It indeed has to do with the order of evaluation.
Haskell, being powered by a STG (Spineless Tagless graph-reduction machine), will move execution from the ‘goal’ back to where it originates.

In this example, it will indeed try to match `[1, n]` with the outcome of `factors n`. Indeed because of laziness is Haskell able to stop once two elements have been read from the output list of `factor`.

However, on the BEAM, we do not have this context-switching between looking at multiple parts of the output. Instead, for an operation like `==` we first evaluate both operands, and then check whether they are equal.

The optimization you expect here is (in eager languages) both rather limited in usefulness for practical applications, as well as rather high-level in the sense that as a human it seems obvious but for a compiler it would require many steps of intermediate reasoning.

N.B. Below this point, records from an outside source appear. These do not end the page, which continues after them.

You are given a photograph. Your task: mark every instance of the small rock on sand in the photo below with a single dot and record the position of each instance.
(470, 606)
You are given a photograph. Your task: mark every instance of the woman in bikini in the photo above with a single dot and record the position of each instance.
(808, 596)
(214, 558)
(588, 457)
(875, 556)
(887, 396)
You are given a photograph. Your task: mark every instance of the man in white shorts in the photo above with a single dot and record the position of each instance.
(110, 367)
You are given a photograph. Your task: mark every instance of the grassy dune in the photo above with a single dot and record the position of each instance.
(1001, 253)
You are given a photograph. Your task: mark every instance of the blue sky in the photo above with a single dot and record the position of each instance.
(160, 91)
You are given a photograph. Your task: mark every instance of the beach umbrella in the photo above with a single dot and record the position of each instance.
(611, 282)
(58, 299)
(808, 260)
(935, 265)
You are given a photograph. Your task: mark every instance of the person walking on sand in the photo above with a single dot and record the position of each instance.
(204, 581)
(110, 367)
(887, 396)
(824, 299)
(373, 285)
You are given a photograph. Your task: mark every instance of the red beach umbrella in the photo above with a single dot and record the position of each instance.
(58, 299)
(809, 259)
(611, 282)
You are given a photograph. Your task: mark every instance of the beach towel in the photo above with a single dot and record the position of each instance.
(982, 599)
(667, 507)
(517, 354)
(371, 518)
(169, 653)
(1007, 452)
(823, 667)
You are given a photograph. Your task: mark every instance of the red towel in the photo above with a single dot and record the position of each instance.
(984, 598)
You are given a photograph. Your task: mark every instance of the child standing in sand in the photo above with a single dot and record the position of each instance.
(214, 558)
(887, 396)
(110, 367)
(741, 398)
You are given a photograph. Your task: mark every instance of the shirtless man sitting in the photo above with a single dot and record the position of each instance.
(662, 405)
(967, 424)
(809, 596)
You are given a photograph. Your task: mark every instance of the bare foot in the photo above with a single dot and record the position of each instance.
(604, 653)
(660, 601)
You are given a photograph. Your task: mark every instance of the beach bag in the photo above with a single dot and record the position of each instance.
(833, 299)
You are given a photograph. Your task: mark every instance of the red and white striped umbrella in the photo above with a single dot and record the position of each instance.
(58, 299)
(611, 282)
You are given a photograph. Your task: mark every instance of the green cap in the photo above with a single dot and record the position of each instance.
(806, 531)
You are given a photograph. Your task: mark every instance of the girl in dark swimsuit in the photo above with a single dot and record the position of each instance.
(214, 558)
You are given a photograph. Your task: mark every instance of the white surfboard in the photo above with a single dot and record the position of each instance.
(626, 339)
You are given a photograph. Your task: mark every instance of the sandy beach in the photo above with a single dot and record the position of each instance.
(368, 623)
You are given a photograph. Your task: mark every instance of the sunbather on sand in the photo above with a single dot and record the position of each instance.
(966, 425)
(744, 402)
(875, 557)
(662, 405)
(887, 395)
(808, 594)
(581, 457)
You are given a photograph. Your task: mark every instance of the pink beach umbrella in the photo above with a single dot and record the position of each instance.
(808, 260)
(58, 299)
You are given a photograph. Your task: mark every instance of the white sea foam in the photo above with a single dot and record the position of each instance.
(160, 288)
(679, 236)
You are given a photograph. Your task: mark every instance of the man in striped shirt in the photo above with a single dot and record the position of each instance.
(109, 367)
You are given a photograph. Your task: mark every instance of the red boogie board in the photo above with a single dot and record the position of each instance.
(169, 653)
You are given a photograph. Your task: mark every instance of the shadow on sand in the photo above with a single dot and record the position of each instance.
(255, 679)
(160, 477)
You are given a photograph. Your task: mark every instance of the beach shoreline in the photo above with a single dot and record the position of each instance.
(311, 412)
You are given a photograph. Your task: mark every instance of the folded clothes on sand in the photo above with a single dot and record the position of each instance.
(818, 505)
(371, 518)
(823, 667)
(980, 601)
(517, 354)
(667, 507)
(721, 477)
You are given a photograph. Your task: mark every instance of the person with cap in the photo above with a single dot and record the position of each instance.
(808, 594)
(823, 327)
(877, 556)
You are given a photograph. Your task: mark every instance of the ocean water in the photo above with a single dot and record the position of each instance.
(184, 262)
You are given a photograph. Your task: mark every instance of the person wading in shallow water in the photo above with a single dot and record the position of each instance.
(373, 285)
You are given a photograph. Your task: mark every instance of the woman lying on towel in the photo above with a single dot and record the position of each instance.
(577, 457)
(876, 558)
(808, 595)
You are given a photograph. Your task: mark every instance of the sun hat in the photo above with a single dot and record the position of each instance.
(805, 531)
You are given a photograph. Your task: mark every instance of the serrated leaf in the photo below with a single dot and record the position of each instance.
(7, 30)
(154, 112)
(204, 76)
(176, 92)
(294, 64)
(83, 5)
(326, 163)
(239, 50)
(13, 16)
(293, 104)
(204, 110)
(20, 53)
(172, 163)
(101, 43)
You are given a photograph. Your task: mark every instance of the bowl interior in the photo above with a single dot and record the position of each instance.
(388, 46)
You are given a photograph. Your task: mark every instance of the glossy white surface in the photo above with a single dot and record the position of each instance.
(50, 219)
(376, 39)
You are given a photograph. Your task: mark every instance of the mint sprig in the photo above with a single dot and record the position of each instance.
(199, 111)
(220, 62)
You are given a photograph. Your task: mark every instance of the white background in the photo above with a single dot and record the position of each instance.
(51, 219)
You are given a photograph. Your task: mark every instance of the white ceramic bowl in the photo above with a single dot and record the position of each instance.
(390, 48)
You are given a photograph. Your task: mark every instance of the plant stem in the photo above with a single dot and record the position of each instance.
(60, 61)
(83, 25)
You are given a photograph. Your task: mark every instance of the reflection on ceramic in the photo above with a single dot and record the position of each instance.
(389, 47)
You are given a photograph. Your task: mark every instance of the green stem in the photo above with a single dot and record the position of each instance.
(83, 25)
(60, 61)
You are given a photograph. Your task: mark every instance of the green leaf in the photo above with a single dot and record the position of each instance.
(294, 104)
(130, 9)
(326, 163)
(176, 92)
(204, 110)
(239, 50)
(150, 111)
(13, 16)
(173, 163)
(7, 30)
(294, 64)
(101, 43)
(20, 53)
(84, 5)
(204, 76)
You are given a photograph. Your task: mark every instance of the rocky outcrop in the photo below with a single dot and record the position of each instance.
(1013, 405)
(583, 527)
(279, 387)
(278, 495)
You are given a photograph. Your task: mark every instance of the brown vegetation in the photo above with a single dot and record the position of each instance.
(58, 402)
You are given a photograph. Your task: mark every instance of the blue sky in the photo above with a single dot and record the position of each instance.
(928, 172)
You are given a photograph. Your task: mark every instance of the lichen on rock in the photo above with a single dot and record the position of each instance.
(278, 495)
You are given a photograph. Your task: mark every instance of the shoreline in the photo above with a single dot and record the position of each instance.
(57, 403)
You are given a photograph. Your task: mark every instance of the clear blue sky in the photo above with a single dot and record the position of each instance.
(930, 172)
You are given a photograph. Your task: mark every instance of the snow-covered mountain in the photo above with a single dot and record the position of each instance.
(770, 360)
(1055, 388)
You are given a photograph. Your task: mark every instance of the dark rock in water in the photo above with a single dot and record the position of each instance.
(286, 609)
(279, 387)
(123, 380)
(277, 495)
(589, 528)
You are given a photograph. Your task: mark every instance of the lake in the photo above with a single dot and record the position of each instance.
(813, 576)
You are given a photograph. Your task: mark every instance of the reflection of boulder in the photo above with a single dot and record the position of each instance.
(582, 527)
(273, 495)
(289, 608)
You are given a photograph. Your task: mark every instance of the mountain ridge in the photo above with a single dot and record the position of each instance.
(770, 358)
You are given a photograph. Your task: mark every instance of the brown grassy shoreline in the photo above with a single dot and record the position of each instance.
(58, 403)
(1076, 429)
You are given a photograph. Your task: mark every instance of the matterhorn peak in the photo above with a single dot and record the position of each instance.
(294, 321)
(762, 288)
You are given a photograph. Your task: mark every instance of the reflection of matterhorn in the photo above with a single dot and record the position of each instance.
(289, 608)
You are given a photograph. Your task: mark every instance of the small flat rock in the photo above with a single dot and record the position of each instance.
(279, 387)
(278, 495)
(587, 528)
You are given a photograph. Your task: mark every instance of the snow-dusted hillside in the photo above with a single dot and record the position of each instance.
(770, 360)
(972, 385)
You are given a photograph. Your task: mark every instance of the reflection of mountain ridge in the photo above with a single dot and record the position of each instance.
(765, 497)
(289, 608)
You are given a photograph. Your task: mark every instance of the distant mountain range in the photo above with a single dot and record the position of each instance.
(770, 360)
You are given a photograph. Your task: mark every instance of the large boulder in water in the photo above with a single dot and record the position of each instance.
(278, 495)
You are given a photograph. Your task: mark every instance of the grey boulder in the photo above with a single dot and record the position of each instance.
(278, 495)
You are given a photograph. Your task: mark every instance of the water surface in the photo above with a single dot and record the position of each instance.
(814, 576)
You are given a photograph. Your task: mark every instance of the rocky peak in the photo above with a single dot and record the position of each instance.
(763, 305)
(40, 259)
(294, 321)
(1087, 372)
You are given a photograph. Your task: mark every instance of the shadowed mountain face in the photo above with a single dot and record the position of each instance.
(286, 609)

To make an explicitly lazy implementation in Elixir, you can do this:

``````defmodule LazyExample do
def factor(val) do
# A lazy enumeration of all prime factors of `val`
Stream.filter(1..val, &rem(val, &1) == 0)
end

def prime(val) do
# We force the stream here, but only look at the first two elements.
Enum.take(factor(val), 2) == [1, val]
end

def is_large_number_prime() do
prime(1000000000)
end
end
``````

In this implementation, `prime(1000000000)` will indeed execute very fast.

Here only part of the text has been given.